刑天又懒洋洋拉长了声音道:“让他看看灵素吧。”
两个裸女抬过来一个被兽皮盖着的尸身放到玄律的脚下,退到一旁。
玄律弯腰掀开兽皮,神色一凛,下面是一具烧焦的尸首,惨不忍视。
刑天的声音又响起道:“她不笑我也许还能忍些日子,可她心里有了别的男人,叫我一刻也不能忍!所以她的死不能全怪她不笑,更应该怪你的出现!”
那岂非灵素是因自己而死?!玄律的拳头已经握得咯吱吱直响,胸膛里燃起熊熊的报仇的烈焰。
刑天又道:“行了,我可以和你打一场!看在黄姖的面子上,明天我去找你吧。黄姖把含翠给我送来,就是求我和你打一场。你把含翠带回去吧。”
“呼”的一声,含翠的胴体离开刑天怀里,横飞向玄律。玄律本能地抢步上前双手接住,不虞那胴体上贯注了刑天的真气,冲撞得玄律后退数步,一屁股坐在地上,怀里还抱着含翠的胴体。胸膛内一阵气血翻腾,差点要喷血,强自压下。滋味颇不好受。

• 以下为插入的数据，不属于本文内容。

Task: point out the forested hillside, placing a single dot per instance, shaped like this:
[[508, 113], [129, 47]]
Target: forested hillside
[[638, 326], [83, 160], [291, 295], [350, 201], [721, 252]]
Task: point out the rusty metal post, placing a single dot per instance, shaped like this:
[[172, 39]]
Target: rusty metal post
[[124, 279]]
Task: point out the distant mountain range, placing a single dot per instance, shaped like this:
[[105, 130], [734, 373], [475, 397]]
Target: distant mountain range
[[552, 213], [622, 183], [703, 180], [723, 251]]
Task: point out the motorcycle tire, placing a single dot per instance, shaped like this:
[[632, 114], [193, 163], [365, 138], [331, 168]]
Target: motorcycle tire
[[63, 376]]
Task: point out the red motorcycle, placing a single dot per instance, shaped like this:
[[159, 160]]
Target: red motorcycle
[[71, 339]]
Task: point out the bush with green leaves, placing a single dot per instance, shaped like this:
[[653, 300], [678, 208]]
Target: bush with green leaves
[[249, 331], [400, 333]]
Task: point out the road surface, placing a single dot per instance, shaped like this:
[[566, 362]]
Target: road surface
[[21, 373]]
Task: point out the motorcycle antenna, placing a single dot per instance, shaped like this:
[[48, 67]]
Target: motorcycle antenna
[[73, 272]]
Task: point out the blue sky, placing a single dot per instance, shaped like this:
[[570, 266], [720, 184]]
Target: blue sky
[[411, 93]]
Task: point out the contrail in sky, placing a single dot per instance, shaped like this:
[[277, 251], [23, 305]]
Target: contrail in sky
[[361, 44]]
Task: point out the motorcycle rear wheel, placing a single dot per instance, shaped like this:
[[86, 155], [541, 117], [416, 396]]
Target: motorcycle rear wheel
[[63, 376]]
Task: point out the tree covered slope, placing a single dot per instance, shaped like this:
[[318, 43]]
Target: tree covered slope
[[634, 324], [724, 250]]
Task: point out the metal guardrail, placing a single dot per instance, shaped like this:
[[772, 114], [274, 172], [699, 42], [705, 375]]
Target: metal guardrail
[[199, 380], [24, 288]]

他挺身站起,想把含翠放在地上,再为她穿上衣裳;但含翠胴体绵软如泥。心头一凛,怒目刑天吼道:“你把她怎样了?”
刑天阴森幽寒地一笑,道:“你看不出她已经脉寸断,连浑身的骨头都让我捏碎了吗!”
玄律捡起地上盖着焦尸的兽皮往含翠胴体上一裹,抱着,狂奔而出。
他一口气狂奔回山谷里自己的洞穴,把含翠放在地上,抖开兽皮,双掌压在她的胸前,把两股真气贯注进去。
含翠的身子尚有温热,他不相信她已死了。他要救活含翠,就算她永远这么躺着不动也好。
两股真气贯注,含翠真的悠悠醒转。
他猛的又摧动内力,终使含翠慢慢地睁开了眼睛。
“含翠!”他含泪大喊,喜不自胜。
含翠嘴边绽开一抹惨笑,艰难地道:“哥,我就等着能再看你一眼……”
“我一定救活你!你忍着些,我去找我师父,让他……”玄律话未说完,含翠已经闭上了眼睛。她真的只看了他一眼。这个为他送了四年多饭,对他情深意切,生死相恋的少女如花的生命就这样凋谢了。
这一刻玄律知道了什么是一个人真正的痛苦与悲哀;知道了这个世界原来如此充满了罪恶。
他把含翠用兽皮卷好,又把那两个野梨放进去。然后,他颓然坐下,一动不动地看着这兽皮卷,任凭泪水潸潸流下。
傍晚,蚩尤来了,他在玄律身旁坐下,半天没说话。还是玄律先开口道:“刑天答应了,明天和我打。”
他眼里已经没有泪水,有的只是心中的仇恨。他的声音也极为平淡,只因他已把生死置之度外。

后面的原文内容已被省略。